だがしかし、高校生に法学部と文学部とその意味不明な名称の学部の違いがはっきり理解されているとは思われない。結局、どんな学部を志望するにしても、入学してからある種の満足感とある種の失望感を同時に味わうことが決まっているからだ。
それならば、どうして何も知らない受験生に何らかの学科を選べ、と大学は要求するのか。それは自分が持っている情報を相手側が知らない、という情報の偏りを利用した詐欺的商法なのではないか、という気がする。それに、法学部の入学生には法律しか教えず、考古学科の入学生には考古学しか教えない、という異常に偏った教育も学問の進歩のためには危険である。

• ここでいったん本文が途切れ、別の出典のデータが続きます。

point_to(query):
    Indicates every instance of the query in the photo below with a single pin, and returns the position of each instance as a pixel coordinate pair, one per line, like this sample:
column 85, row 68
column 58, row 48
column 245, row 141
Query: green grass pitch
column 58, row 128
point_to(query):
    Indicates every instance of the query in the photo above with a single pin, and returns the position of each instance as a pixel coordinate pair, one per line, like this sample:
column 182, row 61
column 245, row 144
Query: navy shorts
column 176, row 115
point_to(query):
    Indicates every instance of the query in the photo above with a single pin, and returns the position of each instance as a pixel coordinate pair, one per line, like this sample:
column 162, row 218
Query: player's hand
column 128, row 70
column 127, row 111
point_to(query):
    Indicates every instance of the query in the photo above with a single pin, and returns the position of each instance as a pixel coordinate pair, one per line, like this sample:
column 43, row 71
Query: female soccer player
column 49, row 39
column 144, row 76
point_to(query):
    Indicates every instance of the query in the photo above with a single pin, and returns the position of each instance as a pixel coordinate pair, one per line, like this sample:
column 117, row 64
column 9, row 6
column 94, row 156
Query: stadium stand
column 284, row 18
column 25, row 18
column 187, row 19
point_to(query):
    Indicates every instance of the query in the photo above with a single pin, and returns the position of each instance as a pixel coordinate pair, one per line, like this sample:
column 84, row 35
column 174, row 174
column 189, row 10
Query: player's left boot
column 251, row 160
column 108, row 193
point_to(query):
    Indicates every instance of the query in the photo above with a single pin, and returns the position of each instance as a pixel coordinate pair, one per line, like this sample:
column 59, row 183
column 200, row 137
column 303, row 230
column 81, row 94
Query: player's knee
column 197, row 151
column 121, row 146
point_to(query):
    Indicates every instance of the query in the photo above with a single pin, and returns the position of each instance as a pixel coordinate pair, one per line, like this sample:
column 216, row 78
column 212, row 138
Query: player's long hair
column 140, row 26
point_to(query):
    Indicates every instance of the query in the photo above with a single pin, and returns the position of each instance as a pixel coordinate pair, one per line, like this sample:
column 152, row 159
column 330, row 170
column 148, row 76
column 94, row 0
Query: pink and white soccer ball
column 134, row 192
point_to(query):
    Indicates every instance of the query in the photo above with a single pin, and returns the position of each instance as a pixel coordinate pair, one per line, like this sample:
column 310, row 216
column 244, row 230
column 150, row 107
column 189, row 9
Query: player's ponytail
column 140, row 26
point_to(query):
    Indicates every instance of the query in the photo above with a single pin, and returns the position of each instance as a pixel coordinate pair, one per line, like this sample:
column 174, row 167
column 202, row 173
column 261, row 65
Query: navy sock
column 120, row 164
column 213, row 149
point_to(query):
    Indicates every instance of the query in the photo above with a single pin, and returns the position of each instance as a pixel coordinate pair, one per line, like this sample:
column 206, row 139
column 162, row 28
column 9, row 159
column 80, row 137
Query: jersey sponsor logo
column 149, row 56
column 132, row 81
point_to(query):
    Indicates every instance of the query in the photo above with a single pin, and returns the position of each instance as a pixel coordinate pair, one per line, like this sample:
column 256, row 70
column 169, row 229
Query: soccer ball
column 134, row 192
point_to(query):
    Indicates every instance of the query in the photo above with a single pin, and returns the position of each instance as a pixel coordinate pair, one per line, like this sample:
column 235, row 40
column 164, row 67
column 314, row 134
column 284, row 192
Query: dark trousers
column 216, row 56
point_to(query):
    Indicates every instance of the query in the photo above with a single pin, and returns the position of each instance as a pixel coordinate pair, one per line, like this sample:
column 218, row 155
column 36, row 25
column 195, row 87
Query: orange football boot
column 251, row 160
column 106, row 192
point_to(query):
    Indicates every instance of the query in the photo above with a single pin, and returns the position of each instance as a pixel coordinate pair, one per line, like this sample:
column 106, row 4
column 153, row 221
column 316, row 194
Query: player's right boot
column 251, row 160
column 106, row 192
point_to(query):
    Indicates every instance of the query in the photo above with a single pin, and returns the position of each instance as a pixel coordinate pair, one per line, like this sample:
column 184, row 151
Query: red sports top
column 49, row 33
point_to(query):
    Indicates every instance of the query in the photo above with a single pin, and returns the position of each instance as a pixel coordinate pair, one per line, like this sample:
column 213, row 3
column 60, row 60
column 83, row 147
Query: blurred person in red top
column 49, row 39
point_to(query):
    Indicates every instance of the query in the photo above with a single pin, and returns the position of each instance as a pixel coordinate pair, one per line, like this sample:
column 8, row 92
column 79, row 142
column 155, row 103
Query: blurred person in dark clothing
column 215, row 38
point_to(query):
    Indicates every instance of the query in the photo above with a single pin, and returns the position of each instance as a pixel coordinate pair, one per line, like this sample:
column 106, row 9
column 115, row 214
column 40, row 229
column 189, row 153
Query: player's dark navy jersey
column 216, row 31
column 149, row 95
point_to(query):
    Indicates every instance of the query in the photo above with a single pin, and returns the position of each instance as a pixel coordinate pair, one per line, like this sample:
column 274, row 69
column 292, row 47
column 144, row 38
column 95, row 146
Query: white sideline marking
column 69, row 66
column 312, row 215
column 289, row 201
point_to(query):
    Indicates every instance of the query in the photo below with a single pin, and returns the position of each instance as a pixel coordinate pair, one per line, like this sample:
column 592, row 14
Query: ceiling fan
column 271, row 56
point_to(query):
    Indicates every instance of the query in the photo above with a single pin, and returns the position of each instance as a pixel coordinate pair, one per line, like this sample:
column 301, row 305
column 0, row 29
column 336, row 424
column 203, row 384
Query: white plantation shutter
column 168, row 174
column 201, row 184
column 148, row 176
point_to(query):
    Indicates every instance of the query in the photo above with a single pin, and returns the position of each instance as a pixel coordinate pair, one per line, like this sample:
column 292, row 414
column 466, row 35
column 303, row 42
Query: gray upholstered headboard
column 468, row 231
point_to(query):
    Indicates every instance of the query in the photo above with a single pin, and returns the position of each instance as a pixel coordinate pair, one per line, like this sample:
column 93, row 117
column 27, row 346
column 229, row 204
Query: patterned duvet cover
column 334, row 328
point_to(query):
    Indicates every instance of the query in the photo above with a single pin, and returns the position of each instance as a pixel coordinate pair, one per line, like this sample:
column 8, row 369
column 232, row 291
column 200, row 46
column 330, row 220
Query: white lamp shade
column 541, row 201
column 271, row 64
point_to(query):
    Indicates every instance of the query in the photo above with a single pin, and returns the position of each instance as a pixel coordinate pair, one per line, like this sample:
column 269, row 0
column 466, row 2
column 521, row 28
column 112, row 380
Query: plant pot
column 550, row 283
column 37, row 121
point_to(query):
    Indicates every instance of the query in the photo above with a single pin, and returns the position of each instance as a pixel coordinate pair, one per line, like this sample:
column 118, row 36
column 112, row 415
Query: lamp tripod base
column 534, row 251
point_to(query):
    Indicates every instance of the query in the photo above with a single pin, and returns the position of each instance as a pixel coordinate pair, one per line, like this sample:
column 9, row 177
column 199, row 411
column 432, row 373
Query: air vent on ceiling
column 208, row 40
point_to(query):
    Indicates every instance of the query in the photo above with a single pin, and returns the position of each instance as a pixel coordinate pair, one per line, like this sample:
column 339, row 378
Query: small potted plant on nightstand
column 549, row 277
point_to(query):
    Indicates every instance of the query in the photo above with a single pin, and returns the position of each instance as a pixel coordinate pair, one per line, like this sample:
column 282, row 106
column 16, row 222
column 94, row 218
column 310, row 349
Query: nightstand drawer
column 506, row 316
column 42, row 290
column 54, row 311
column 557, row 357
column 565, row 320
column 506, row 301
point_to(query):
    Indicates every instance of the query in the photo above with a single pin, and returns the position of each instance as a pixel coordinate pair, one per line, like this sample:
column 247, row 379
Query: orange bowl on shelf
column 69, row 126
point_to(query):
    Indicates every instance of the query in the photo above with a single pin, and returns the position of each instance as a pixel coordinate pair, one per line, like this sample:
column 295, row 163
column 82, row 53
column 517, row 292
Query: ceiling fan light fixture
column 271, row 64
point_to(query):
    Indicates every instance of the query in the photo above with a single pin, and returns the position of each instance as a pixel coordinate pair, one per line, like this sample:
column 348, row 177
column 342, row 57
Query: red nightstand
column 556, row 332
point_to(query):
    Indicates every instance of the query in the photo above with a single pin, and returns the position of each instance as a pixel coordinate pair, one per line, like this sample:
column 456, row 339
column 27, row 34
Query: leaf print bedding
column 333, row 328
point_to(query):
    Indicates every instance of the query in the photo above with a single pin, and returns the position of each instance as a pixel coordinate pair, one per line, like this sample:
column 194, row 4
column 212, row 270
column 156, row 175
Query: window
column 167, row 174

たとえば最新の考古学を研究するためには、年代測定の技術が欠かせないのであり、そのためには物性物理とか化学分析の演習が必要であるし、質量分析計の操作法も知る必要があると思うが、そのためには帝国大学時代の考古学の教授から欧米流の考古学を学びました、というような老教授が、古色蒼然としたノートをもとに講義する授業を聴いても何の役にも立たない。考古学を真剣に研究したい者に、最新の物質分析の手法を教えるような体制が日本の大学には存在していない。
また、医学部の学生に必要なものは、患者の治し方という技術だけではなくて、ニンゲンの生と死、という倫理学の分野で人類が到達した叡知についての基礎知識が不可欠で、患者が何らかの宗教を信じているとすれば、宗教間での生死観の相違、というような比較思想を知らずには医師という職業に就くべきではないだろう。
どんな勉強をするにしても、ちょっと深く研究しようとすれば、学部や研究室の枠を飛び越えて、多方面の勉強をしなければならないにも関わらず、大学教育が縦割りの利権主義に阻まれて、自由な研究ができない、というのが、日本の大学の致命的な欠陥である。
日本人はノーベル賞も取っている、と自慢げに語る者もいるが、そのほとんどは欧米の研究者との共同研究であったりするのであり、日本のタコツボのような研究室に閉じ籠っていて、それでノーベル賞級の発見をした、などという話はまったく聞いたことがない。
大学の研究室の利権主義が大学教育を腐敗させ、大学入試のシステムが中等教育を腐敗させ、中学入試を目的に塾が大盛況になるのに反比例して小学校が無内容になってしまう、という日本の教育の荒廃ぶりは、まことに目を覆うばかりである。